On March 7, the American Academy of Family Physicians, the American Academy of Pediatrics, the American College of Physicians, the American Congress of Obstetricians and Gynecologists, and the American Osteopathic Association released the following statement expressing serious concerns with the American Health Care Act:
“After the release of the two budget reconciliation bills today, the physician leaders of our organizations, representing over 500,000 physicians and medical students, visited with members of the House of Representatives to urge that they “first, do no harm” to our patients by rolling back key coverage, benefits, and consumer protections as required under current law, including the Affordable Care Act. We are concerned that by rushing to a mark-up tomorrow in the Energy and Commerce and Ways and Means Committees, there will be insufficient time to obtain non-partisan estimates of this legislation’s impact by the Congressional Budget Office, or for medical organizations like ours and other key stakeholders in the health care community to offer substantive input on the bill.
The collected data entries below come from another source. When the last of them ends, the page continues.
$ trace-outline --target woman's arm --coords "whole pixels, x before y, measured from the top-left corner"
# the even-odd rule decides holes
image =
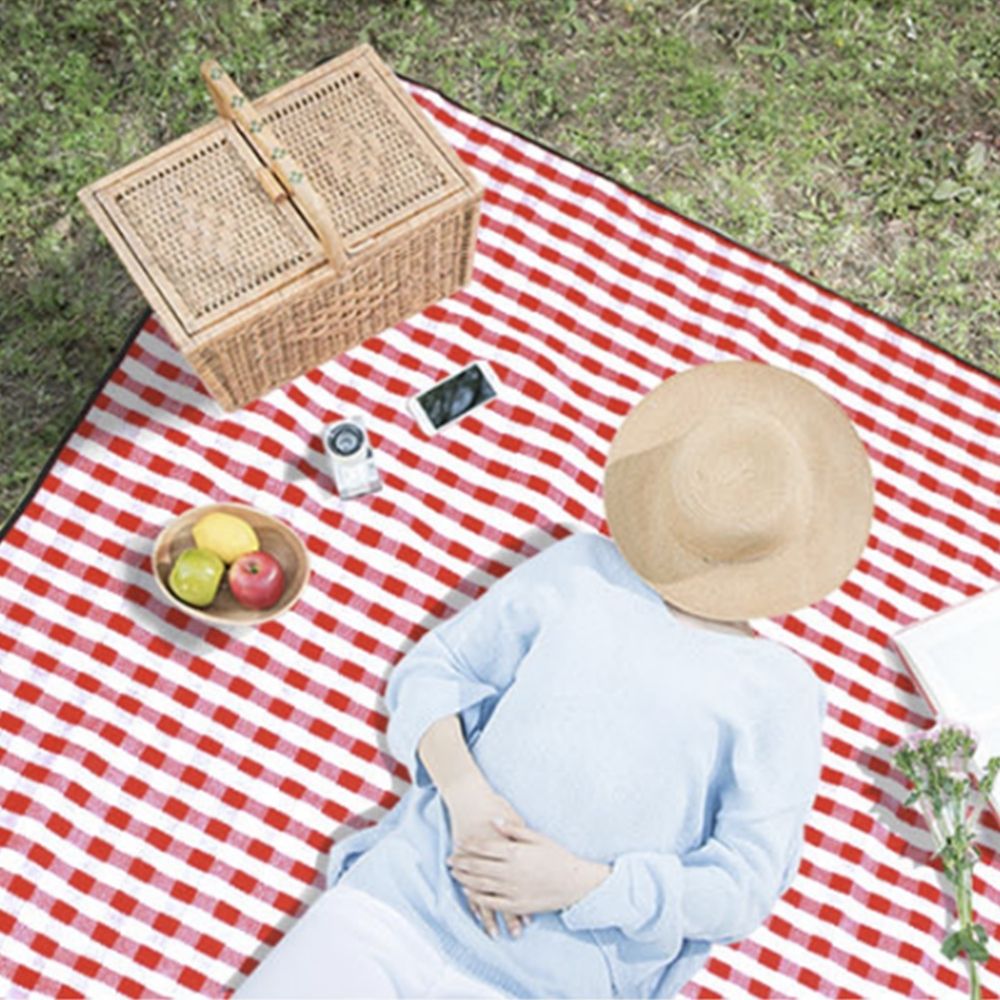
[[[423,635],[389,674],[386,739],[415,784],[430,783],[417,748],[431,725],[458,715],[471,742],[513,683],[542,628],[549,595],[573,559],[573,543],[564,539],[512,569]]]
[[[469,753],[457,715],[446,715],[433,723],[420,740],[417,752],[446,802],[463,786],[486,783]]]
[[[524,821],[517,811],[493,790],[479,770],[469,753],[457,715],[445,716],[431,725],[420,740],[417,752],[448,810],[452,845],[456,850],[492,832],[495,819],[502,818],[515,824],[515,828],[523,826]],[[466,897],[468,899],[468,892]],[[468,899],[468,903],[492,937],[497,935],[498,921],[506,924],[514,937],[521,933],[522,923],[527,922],[514,914],[497,913],[492,907],[472,899]]]
[[[494,822],[501,837],[467,841],[448,859],[469,900],[520,915],[562,910],[593,892],[611,866],[588,861],[527,826]]]
[[[822,687],[797,656],[773,671],[717,778],[707,839],[683,854],[620,855],[604,882],[560,913],[568,928],[605,929],[630,961],[654,962],[685,939],[739,940],[767,918],[798,867],[825,711]]]
[[[492,824],[496,819],[524,823],[479,770],[457,715],[438,719],[420,741],[418,752],[448,809],[454,846],[464,847],[485,833],[495,835]]]
[[[824,698],[804,669],[798,661],[789,676],[775,676],[767,707],[747,720],[720,776],[713,829],[697,849],[628,851],[609,868],[535,831],[511,831],[514,844],[494,835],[458,852],[455,877],[474,901],[501,912],[558,909],[568,929],[603,932],[609,952],[647,965],[650,976],[685,939],[745,937],[795,874],[815,795]]]
[[[427,632],[389,675],[386,739],[418,786],[440,791],[452,845],[488,830],[497,817],[521,823],[494,792],[469,752],[514,682],[543,627],[562,574],[578,556],[575,537],[550,545],[512,569],[478,600]],[[470,908],[495,934],[492,909]],[[512,918],[508,926],[520,926]]]

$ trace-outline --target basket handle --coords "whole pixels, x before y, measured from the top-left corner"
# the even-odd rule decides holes
[[[293,197],[316,230],[319,241],[323,245],[334,271],[340,274],[347,267],[347,254],[344,252],[344,242],[333,227],[330,213],[316,189],[309,183],[305,172],[299,166],[292,154],[278,141],[270,127],[265,125],[257,115],[253,104],[243,96],[232,77],[214,59],[206,59],[201,64],[201,76],[205,81],[215,106],[223,118],[240,126],[250,142],[264,157],[264,162],[270,167],[281,182],[284,189]]]

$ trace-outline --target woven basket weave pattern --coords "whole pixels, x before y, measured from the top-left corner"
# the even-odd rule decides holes
[[[341,281],[286,298],[223,341],[224,351],[210,339],[189,360],[222,406],[241,406],[256,398],[261,369],[308,371],[451,294],[467,280],[475,226],[474,210],[449,213]],[[275,337],[275,328],[293,332]]]
[[[272,210],[225,133],[123,189],[115,201],[196,319],[314,256],[309,231]]]
[[[440,167],[386,114],[362,73],[285,98],[262,117],[295,150],[348,242],[445,187]]]
[[[368,46],[257,102],[227,86],[222,118],[81,198],[235,409],[468,281],[482,191]]]

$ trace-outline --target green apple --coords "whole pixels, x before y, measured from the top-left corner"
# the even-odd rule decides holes
[[[185,549],[170,570],[171,591],[185,604],[207,607],[215,600],[226,564],[211,549]]]

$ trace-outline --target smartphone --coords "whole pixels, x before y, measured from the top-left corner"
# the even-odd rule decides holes
[[[473,361],[417,393],[409,401],[410,413],[425,434],[433,435],[499,395],[496,372],[485,361]]]

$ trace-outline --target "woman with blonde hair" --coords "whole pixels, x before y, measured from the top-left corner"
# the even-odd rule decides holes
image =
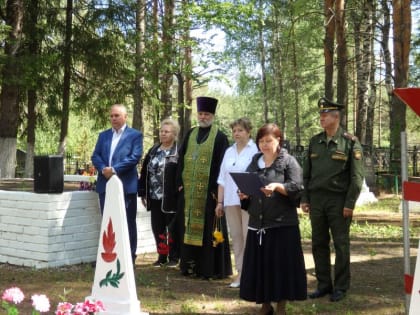
[[[176,169],[178,165],[178,122],[162,120],[159,143],[146,154],[139,179],[138,195],[151,211],[152,231],[158,259],[155,267],[176,267],[179,260],[180,236],[176,226],[177,193]]]

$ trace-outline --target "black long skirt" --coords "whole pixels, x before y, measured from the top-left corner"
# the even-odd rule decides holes
[[[307,282],[298,226],[248,230],[240,297],[256,303],[305,300]]]

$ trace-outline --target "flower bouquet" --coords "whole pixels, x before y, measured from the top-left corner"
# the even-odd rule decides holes
[[[213,224],[213,247],[225,241],[222,232],[222,218],[214,217]]]
[[[86,300],[76,305],[62,302],[58,303],[55,315],[95,315],[104,310],[105,308],[101,301]]]
[[[157,252],[159,255],[167,256],[169,255],[169,251],[171,248],[171,243],[173,243],[173,239],[169,233],[168,227],[166,227],[166,232],[164,234],[159,234],[160,242],[157,246]]]

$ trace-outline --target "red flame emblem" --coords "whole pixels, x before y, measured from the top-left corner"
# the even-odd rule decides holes
[[[115,232],[112,227],[112,220],[109,218],[108,228],[102,234],[102,245],[104,247],[103,253],[101,253],[102,259],[106,262],[113,262],[117,258],[117,253],[114,253],[114,248],[116,245],[115,241]]]

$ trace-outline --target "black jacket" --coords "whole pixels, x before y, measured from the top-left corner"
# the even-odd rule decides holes
[[[150,211],[150,191],[149,191],[149,172],[148,172],[148,165],[156,154],[156,151],[160,147],[159,144],[155,144],[149,152],[147,152],[139,178],[139,185],[138,185],[138,195],[139,197],[146,197],[147,201],[147,210]],[[163,187],[162,187],[162,211],[166,213],[175,213],[177,209],[177,187],[176,187],[176,172],[178,166],[178,145],[172,147],[171,152],[169,155],[165,157],[164,160],[164,170],[163,170]]]
[[[250,215],[249,227],[264,229],[299,224],[296,205],[303,190],[302,168],[286,149],[281,149],[277,159],[268,168],[258,167],[261,156],[260,152],[254,155],[247,172],[257,173],[265,185],[283,183],[288,195],[274,192],[270,197],[250,196],[247,209]]]

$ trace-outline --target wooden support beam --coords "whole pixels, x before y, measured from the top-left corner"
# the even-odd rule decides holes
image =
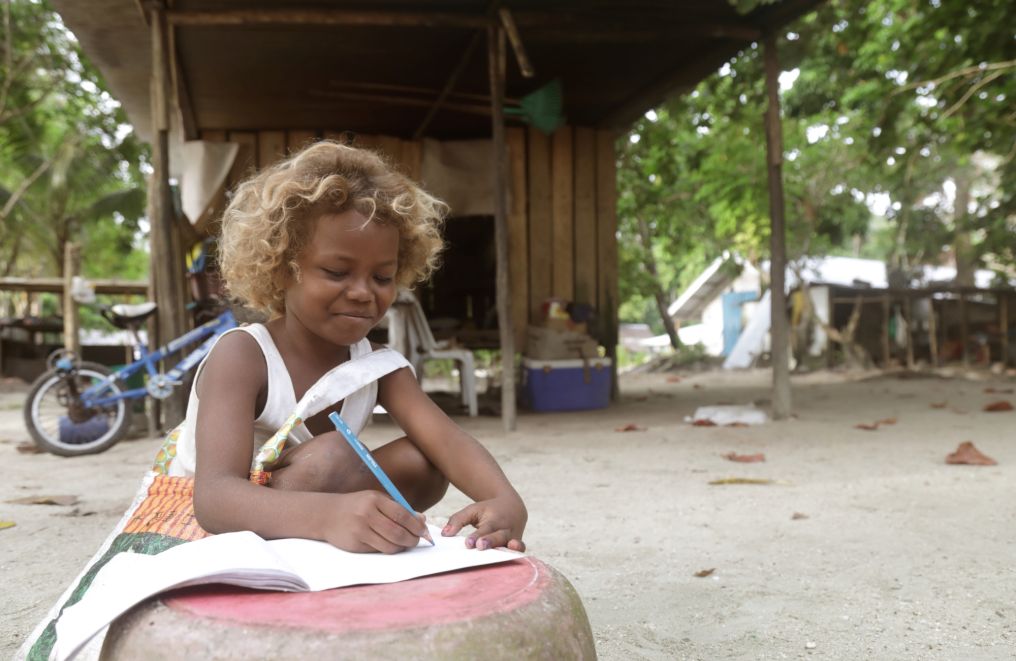
[[[536,72],[533,71],[533,65],[529,62],[526,46],[522,43],[522,37],[519,36],[519,29],[515,26],[515,19],[512,18],[511,10],[507,7],[501,7],[497,10],[497,14],[501,19],[501,27],[504,28],[505,33],[508,35],[508,41],[512,44],[512,52],[515,53],[515,61],[519,65],[522,77],[532,78],[536,75]]]
[[[483,32],[476,32],[478,35],[477,39],[483,38]],[[401,97],[410,97],[423,99],[429,103],[433,103],[440,95],[441,89],[437,87],[424,87],[421,85],[400,85],[394,83],[376,83],[372,81],[359,81],[359,80],[332,80],[328,82],[328,86],[338,92],[372,92],[375,94],[394,94]],[[452,90],[448,92],[449,98],[455,98],[459,101],[476,101],[478,103],[485,104],[484,112],[490,113],[490,94],[480,94],[474,92],[460,92]],[[518,105],[519,99],[515,97],[505,96],[505,104]]]
[[[147,296],[148,283],[142,280],[89,280],[96,294]],[[0,278],[0,291],[50,292],[63,295],[63,278]]]
[[[490,115],[490,106],[481,105],[478,103],[451,103],[444,100],[438,105],[437,100],[431,100],[422,98],[419,96],[406,96],[396,94],[372,94],[369,92],[345,92],[341,90],[312,90],[312,96],[322,97],[324,99],[334,99],[336,101],[351,101],[355,103],[375,103],[386,106],[403,106],[409,108],[431,108],[434,112],[437,109],[448,110],[452,112],[464,113],[467,115]],[[428,120],[427,125],[430,122]],[[424,131],[427,129],[427,125],[423,125]],[[419,132],[419,128],[417,128]],[[416,133],[414,133],[416,135]],[[423,136],[423,132],[419,132],[419,136]]]
[[[610,358],[610,398],[617,400],[618,266],[617,266],[617,152],[613,131],[596,132],[596,258],[599,340]]]
[[[180,129],[183,133],[183,139],[197,140],[198,122],[194,115],[194,105],[191,101],[187,77],[180,66],[180,54],[176,47],[176,30],[173,28],[169,28],[169,58],[176,107],[180,111]]]
[[[773,363],[773,404],[775,420],[790,417],[790,364],[788,362],[789,323],[787,321],[787,269],[786,231],[783,222],[783,131],[780,125],[779,75],[780,63],[776,54],[776,35],[770,31],[765,43],[766,94],[769,105],[765,115],[766,164],[769,170],[769,215],[772,219],[770,234],[770,291],[772,325],[770,327]]]
[[[505,35],[500,27],[487,28],[490,75],[491,129],[494,140],[494,243],[497,255],[497,327],[501,344],[501,422],[514,431],[515,334],[512,328],[511,276],[508,262],[508,154],[505,147],[504,85]]]
[[[347,27],[446,27],[483,29],[490,19],[482,14],[451,12],[358,11],[345,9],[222,9],[167,12],[170,25],[190,27],[342,25]]]
[[[80,315],[78,314],[78,302],[71,296],[71,283],[74,276],[81,272],[81,246],[68,242],[64,244],[64,272],[63,272],[63,339],[64,349],[81,355],[81,336],[78,333]]]
[[[152,224],[152,281],[159,304],[159,337],[163,342],[179,337],[187,330],[184,310],[183,247],[177,227],[172,193],[169,187],[169,101],[172,98],[169,75],[167,25],[159,6],[151,13],[152,43],[152,177],[150,189]],[[183,391],[166,400],[166,423],[183,420],[186,401]]]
During our meetings with members of the House of Representatives today, we shared our joint principles for health care reform. They reflect our collective expertise, and represent the health care needs patients present to our members every day. We urge Representatives to utilize these principles to evaluate any legislation to modify current law, and ensure that patients and providers are not adversely affected. While each of our organizations individually are still reviewing the changes proposed by the American Health Care Act, released just hours ago, we share a concern that it will not meet our principles because it will likely result in less access to coverage and higher costs for millions of patients.
We urge House Speaker Paul Ryan (R-WI) and the chairs of these two committees to reconsider the decision to move forward with mark-up, and instead allow the time needed for a thorough review of the bill to ensure that it meets our overarching principle, “first, do no harm” to patients.”